Yesterday marked the opening of a new, ongoing exhibit at the Library of Congress in Washington, DC, that’s very near and dear to our hearts. Titled “Hope for America: Performers, Politics and Pop Culture,” the exhibit features such USO memorabilia as the golf club Hope swung onstage during his 1969 world tour, and the Presidential Medal of Freedom awarded that same year by Lyndon Johnson, for service to the men and women of the armed forces.
For many, that item is the penultimate symbol of Hope’s universal appeal during his five decades of supporting the Troops. “Some of the younger troops have asked me what the golf club is all about,” Stephen Colbert said during his own USO tour in 2009. “Well, it is partly an homage to Bob Hope who did USOs like this for 250 years. Good man.”
Colbert, in fact, kicks off the exhibit with a humorous video message, a fitting tribute since Hope’s own 85,000-page catalog of jokes is on display for the first time. Woven throughout are images and reminders of Hope’s unfailing patriotism and support of the military, no matter the circumstances.

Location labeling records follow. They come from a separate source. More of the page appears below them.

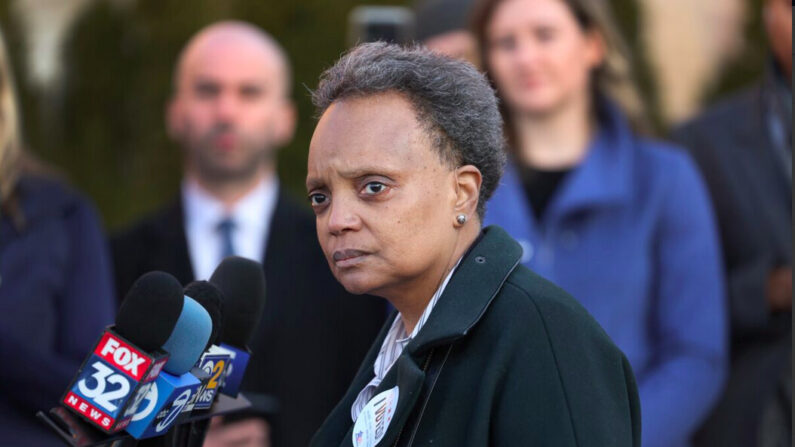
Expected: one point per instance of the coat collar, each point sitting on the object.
(475, 283)
(477, 280)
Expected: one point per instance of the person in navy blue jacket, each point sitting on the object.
(622, 223)
(56, 293)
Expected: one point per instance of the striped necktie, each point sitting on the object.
(225, 228)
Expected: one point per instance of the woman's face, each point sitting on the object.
(539, 56)
(383, 198)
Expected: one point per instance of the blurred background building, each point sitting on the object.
(94, 76)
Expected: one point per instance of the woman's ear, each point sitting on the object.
(595, 49)
(468, 180)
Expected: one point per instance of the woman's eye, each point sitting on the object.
(545, 34)
(317, 199)
(373, 188)
(505, 43)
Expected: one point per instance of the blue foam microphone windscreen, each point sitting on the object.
(189, 338)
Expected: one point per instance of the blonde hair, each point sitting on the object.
(613, 78)
(10, 138)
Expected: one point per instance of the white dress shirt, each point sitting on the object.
(391, 348)
(251, 216)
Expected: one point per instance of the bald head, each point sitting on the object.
(237, 37)
(230, 108)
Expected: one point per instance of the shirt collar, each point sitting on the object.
(204, 210)
(398, 326)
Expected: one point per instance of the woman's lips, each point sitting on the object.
(347, 258)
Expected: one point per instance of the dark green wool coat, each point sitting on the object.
(505, 359)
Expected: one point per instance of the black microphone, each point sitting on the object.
(113, 380)
(215, 359)
(176, 387)
(242, 282)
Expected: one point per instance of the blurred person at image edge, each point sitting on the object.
(56, 291)
(743, 146)
(621, 222)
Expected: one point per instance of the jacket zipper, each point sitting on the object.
(424, 368)
(425, 404)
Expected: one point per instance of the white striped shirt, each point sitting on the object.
(394, 342)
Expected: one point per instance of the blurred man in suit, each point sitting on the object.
(230, 111)
(744, 148)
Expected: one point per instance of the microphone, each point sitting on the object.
(112, 381)
(215, 360)
(242, 283)
(175, 387)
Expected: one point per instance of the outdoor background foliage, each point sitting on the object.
(103, 124)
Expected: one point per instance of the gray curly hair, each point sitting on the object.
(453, 102)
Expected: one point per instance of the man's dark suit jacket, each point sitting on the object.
(752, 195)
(313, 335)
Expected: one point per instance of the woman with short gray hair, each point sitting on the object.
(480, 351)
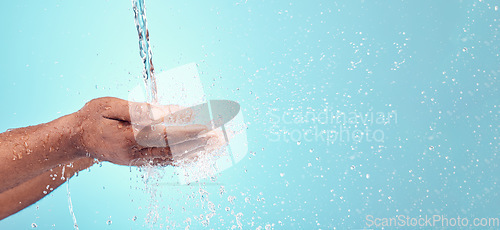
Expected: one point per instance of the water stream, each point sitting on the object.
(145, 50)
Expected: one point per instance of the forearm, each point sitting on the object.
(28, 152)
(29, 192)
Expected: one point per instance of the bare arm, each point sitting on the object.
(102, 129)
(28, 152)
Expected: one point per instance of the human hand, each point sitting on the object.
(107, 132)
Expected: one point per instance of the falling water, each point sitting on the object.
(145, 50)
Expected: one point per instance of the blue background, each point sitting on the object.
(433, 63)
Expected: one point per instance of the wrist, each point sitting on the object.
(67, 132)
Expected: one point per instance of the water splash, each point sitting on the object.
(70, 205)
(145, 50)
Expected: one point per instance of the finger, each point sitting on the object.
(179, 134)
(119, 109)
(176, 114)
(188, 146)
(152, 152)
(189, 156)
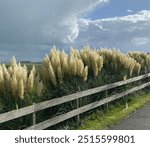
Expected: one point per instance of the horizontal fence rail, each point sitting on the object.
(50, 103)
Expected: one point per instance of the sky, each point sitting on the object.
(30, 28)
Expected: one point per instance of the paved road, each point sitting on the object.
(140, 120)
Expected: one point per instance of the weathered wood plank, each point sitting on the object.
(46, 104)
(16, 113)
(63, 99)
(60, 118)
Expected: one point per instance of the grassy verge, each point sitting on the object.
(102, 120)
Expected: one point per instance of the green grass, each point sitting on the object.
(102, 120)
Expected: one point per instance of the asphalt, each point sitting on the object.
(140, 120)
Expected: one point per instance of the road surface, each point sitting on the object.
(140, 120)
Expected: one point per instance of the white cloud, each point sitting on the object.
(130, 11)
(126, 32)
(28, 23)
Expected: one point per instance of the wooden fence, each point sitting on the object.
(33, 109)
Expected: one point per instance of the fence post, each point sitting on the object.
(78, 116)
(78, 105)
(34, 116)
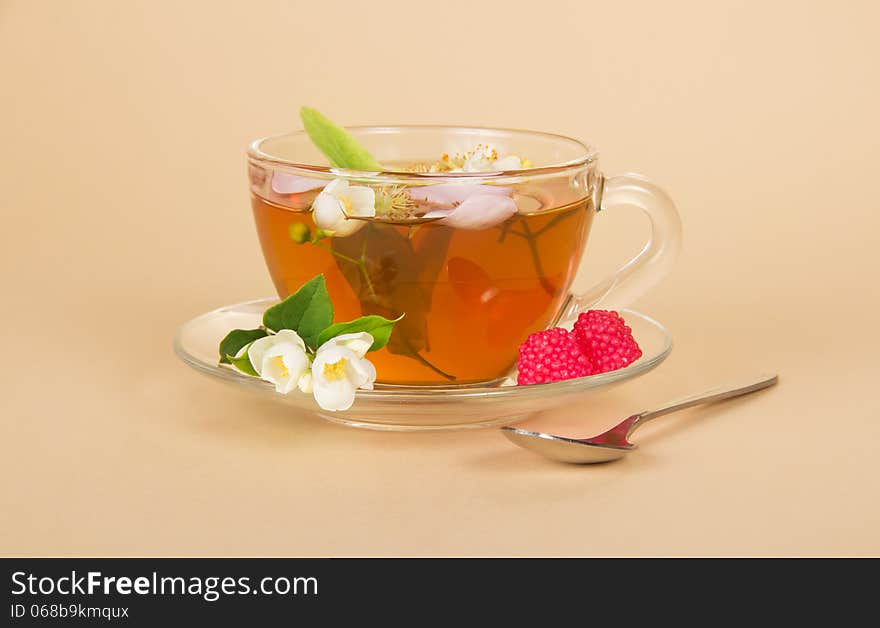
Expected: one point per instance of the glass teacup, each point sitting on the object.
(474, 235)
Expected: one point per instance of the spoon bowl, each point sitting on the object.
(614, 443)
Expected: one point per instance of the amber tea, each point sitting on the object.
(469, 296)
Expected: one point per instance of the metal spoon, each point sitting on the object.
(614, 443)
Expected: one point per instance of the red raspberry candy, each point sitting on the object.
(550, 356)
(607, 340)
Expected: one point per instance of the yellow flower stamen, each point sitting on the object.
(336, 370)
(279, 362)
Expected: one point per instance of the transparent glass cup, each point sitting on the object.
(474, 261)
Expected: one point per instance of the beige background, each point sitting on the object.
(125, 213)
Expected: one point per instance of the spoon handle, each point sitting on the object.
(715, 394)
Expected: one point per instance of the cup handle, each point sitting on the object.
(651, 264)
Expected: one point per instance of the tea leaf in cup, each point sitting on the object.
(235, 340)
(336, 143)
(308, 312)
(378, 327)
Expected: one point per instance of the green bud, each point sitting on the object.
(299, 232)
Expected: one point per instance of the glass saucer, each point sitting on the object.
(390, 407)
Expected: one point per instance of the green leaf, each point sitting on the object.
(243, 363)
(336, 143)
(377, 326)
(308, 311)
(236, 339)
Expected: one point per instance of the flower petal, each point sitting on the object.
(477, 212)
(259, 347)
(334, 396)
(286, 183)
(363, 201)
(359, 343)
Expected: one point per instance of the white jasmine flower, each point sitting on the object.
(339, 202)
(467, 205)
(286, 183)
(340, 369)
(281, 359)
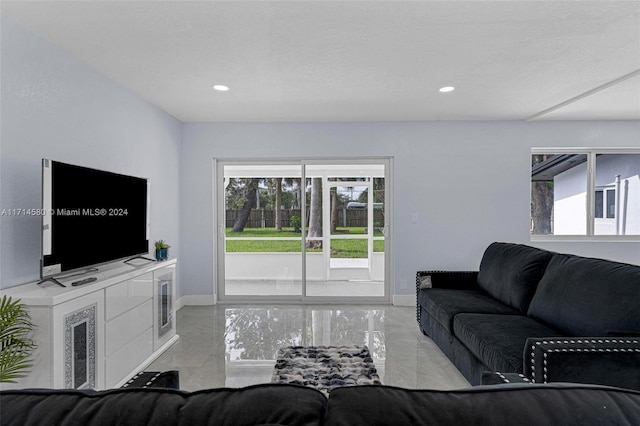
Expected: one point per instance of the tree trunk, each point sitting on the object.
(250, 203)
(278, 205)
(334, 210)
(315, 213)
(541, 202)
(541, 207)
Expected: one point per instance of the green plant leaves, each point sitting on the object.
(16, 345)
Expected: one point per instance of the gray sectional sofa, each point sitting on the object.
(550, 317)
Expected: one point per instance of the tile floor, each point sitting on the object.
(235, 346)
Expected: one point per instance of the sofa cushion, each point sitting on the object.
(499, 340)
(511, 272)
(268, 404)
(444, 304)
(511, 404)
(589, 297)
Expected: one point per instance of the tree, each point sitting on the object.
(278, 205)
(249, 203)
(334, 209)
(541, 201)
(315, 213)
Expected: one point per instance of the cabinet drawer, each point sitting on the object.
(121, 364)
(124, 296)
(124, 328)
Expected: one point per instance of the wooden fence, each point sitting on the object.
(266, 218)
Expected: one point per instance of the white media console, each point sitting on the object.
(99, 334)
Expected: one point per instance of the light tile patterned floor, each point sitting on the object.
(234, 346)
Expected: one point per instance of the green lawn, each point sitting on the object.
(340, 248)
(288, 232)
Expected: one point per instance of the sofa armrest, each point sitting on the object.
(611, 361)
(461, 280)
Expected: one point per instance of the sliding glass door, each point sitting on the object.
(302, 230)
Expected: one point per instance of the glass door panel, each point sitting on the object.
(348, 239)
(262, 231)
(302, 231)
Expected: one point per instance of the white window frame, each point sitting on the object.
(590, 195)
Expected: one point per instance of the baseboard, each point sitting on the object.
(404, 299)
(196, 300)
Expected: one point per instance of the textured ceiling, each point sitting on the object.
(358, 60)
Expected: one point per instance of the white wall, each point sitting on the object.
(55, 107)
(467, 181)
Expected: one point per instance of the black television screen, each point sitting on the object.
(91, 217)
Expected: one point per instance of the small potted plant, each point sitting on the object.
(162, 250)
(16, 344)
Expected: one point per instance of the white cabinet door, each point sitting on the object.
(78, 342)
(164, 280)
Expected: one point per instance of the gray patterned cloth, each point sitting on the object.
(325, 367)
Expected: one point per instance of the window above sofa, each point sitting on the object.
(585, 193)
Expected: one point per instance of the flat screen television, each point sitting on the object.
(91, 217)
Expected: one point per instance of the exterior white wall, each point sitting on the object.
(569, 201)
(628, 167)
(570, 196)
(55, 107)
(288, 266)
(484, 167)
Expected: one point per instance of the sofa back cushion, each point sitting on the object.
(589, 297)
(510, 273)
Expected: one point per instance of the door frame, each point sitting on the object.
(219, 232)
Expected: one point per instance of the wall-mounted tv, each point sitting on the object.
(91, 217)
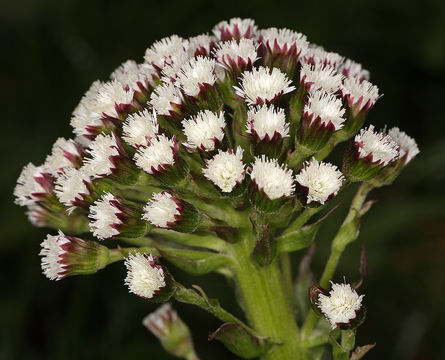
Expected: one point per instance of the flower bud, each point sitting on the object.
(172, 332)
(64, 256)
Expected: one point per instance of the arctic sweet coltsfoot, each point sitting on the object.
(210, 155)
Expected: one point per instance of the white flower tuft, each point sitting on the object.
(158, 153)
(381, 146)
(235, 28)
(144, 277)
(263, 85)
(165, 51)
(276, 181)
(70, 185)
(342, 304)
(228, 52)
(164, 97)
(322, 180)
(58, 159)
(407, 145)
(321, 76)
(27, 185)
(284, 38)
(204, 129)
(326, 106)
(100, 151)
(266, 121)
(161, 210)
(351, 68)
(226, 169)
(104, 217)
(139, 128)
(52, 252)
(195, 73)
(360, 92)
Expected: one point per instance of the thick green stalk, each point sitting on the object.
(347, 233)
(264, 300)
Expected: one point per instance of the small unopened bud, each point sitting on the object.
(172, 332)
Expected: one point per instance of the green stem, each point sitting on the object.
(347, 233)
(264, 299)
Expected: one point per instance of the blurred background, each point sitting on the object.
(53, 50)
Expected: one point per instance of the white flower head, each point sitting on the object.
(407, 145)
(204, 129)
(162, 210)
(70, 186)
(342, 304)
(195, 73)
(158, 154)
(265, 121)
(322, 180)
(82, 118)
(228, 54)
(100, 151)
(360, 93)
(104, 219)
(285, 39)
(235, 28)
(144, 277)
(165, 98)
(380, 146)
(27, 185)
(351, 68)
(139, 128)
(274, 179)
(52, 252)
(200, 45)
(226, 169)
(62, 155)
(320, 76)
(262, 85)
(327, 107)
(165, 51)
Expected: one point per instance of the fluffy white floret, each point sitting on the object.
(226, 169)
(407, 145)
(98, 164)
(70, 185)
(360, 91)
(267, 120)
(195, 73)
(323, 180)
(203, 129)
(161, 210)
(158, 152)
(341, 305)
(139, 128)
(27, 185)
(381, 146)
(263, 85)
(321, 76)
(237, 27)
(231, 51)
(284, 38)
(144, 277)
(326, 106)
(103, 215)
(276, 181)
(52, 252)
(57, 160)
(163, 97)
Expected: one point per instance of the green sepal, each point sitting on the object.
(195, 262)
(241, 341)
(265, 249)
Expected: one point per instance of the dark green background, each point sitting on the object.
(50, 53)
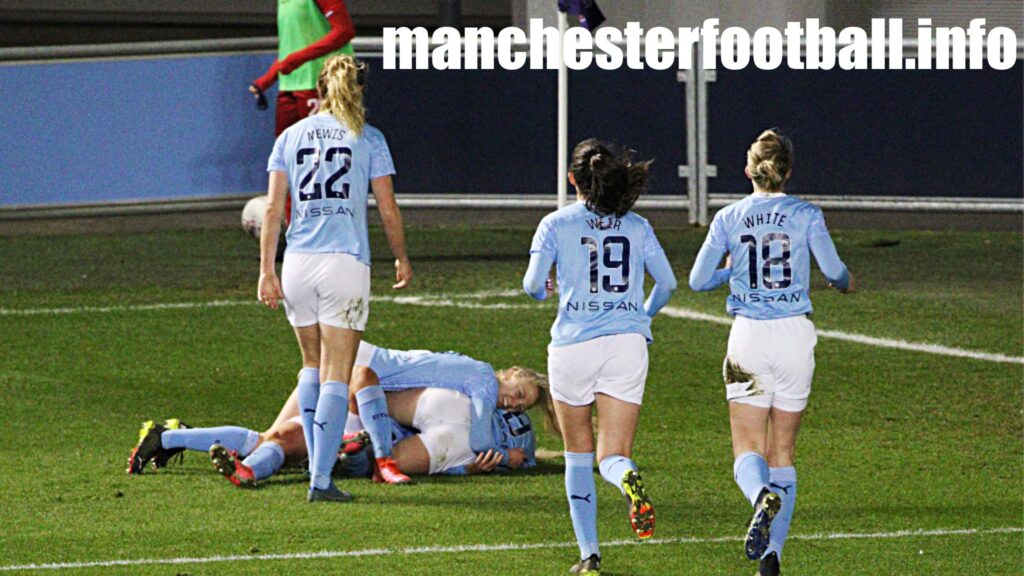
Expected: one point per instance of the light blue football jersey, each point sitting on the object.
(600, 263)
(329, 171)
(399, 370)
(768, 238)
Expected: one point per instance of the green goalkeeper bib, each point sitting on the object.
(300, 24)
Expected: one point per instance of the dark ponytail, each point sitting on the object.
(609, 182)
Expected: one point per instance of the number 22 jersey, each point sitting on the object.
(329, 170)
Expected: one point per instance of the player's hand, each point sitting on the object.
(516, 456)
(485, 461)
(851, 287)
(269, 291)
(260, 97)
(402, 273)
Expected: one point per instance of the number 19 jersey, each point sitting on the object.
(329, 170)
(768, 237)
(600, 262)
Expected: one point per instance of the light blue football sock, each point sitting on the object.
(583, 500)
(329, 424)
(308, 395)
(612, 467)
(373, 412)
(783, 483)
(233, 438)
(352, 423)
(751, 471)
(265, 460)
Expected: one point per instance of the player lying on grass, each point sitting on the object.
(517, 388)
(769, 362)
(380, 370)
(431, 428)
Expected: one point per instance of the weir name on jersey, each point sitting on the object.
(595, 305)
(608, 222)
(766, 298)
(764, 218)
(326, 134)
(320, 211)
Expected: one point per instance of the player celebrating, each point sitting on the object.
(326, 162)
(598, 351)
(514, 389)
(769, 238)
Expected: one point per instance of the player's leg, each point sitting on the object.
(794, 373)
(241, 440)
(782, 481)
(616, 429)
(572, 371)
(307, 391)
(337, 356)
(750, 387)
(373, 411)
(290, 409)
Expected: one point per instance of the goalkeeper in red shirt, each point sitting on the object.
(308, 32)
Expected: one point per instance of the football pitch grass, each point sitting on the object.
(909, 462)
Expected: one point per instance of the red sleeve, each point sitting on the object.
(269, 77)
(342, 32)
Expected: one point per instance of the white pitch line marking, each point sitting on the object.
(861, 338)
(459, 300)
(495, 547)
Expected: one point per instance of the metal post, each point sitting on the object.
(450, 12)
(563, 117)
(689, 171)
(704, 169)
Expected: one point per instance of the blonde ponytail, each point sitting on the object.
(340, 87)
(769, 161)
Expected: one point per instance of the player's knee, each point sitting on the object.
(363, 376)
(779, 457)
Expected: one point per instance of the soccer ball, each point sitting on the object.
(252, 216)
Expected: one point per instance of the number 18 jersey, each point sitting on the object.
(768, 237)
(600, 262)
(329, 171)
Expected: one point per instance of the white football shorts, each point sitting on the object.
(328, 288)
(770, 363)
(614, 365)
(442, 416)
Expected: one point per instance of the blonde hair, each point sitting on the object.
(544, 399)
(340, 87)
(769, 161)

“Hope for America” also focuses on Hope’s unique takes on politics and the culture of Washington: “There are so many congressmen and senators here,” he said to an audience gathered at the Kennedy Center Honors in 1985. “I don’t know whether to tell a joke or pass a bill.” Pause. “As if there was a difference.”
The exhibit is on long-term display in the Library of Congress's Thomas Jefferson Building, located on 1st Street SE between Independence Avenue and East Capitol Street; the events schedule can be found online. Hope (get it?) to see you there!